Ongoing international trade disputes have been justified by the White House as necessary for economic growth, and to claw back losses from what many perceive as unfair trade imbalances. The United States has a massive trade deficit with countries like China and other trade partners. From a high-level view, bringing balance to trade is something that is both necessary and long overdue. However, at the grass roots, almost literally so for farmers, international tariffs have caused significant damage.
Seemingly in recognition of the fact, the White House and the USDA have agreed to make up to $4.7 Billion of rescue package payments to U.S. farmers who are struggling to stay afloat.
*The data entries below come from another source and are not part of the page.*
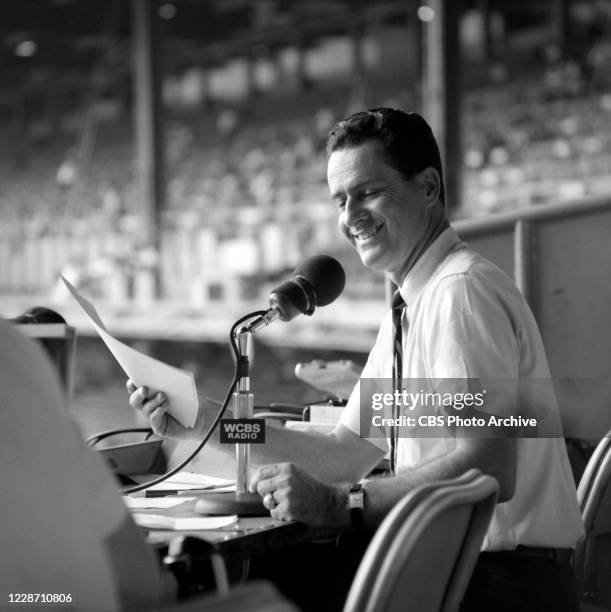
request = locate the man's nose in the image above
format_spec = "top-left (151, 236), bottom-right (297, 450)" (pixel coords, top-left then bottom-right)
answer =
top-left (344, 198), bottom-right (364, 227)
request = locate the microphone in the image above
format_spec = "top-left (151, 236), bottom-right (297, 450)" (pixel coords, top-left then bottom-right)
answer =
top-left (249, 255), bottom-right (346, 332)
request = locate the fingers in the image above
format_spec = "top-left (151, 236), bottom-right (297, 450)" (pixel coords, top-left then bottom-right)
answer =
top-left (249, 463), bottom-right (282, 493)
top-left (126, 380), bottom-right (168, 436)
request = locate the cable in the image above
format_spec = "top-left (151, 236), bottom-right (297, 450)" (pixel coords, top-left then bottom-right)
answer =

First Round of Payments for Farmers to Start Almost Immediately
On Monday, Agriculture Secretary Sonny Perdue told the media that funds would be made available to farmers who had been directly impacted by overseas tariffs. China, Mexico, Canada, and the European Union have all levied tariffs on agricultural and food products since President Trump introduced heavy steel and aluminum tariffs earlier this year.
A total fund of $12 Billion has been agreed, with the $4.7 Billion being an initial payment. The USDA says that additional payments would be made in the coming months if they are needed.
Soy farmers have been impacted the most, and they will receive up to 75% of the allocated rescue package. Cotton, dairy, pork, wheat, and sorghum farmers have also suffered significant damages, and the hardest hit will receive a portion of the remaining funds.
Some of the Funds Will Be Used to Create New International Markets
Not all the money will go directly to farmers. Up to $200 Million will be used to promote U.S. products in international markets, with the aim of creating new opportunities for farmers in markets where they were previously underrepresented, or not represented at all.
While a weaker year for smaller farmers might not impact investors directly, there is still a significant knock-on effect in the form of reduced economic output. Investors should see this latest news as being positive, as it will help to keep the agricultural economy afloat in what has been a trying time with ongoing international trade tensions.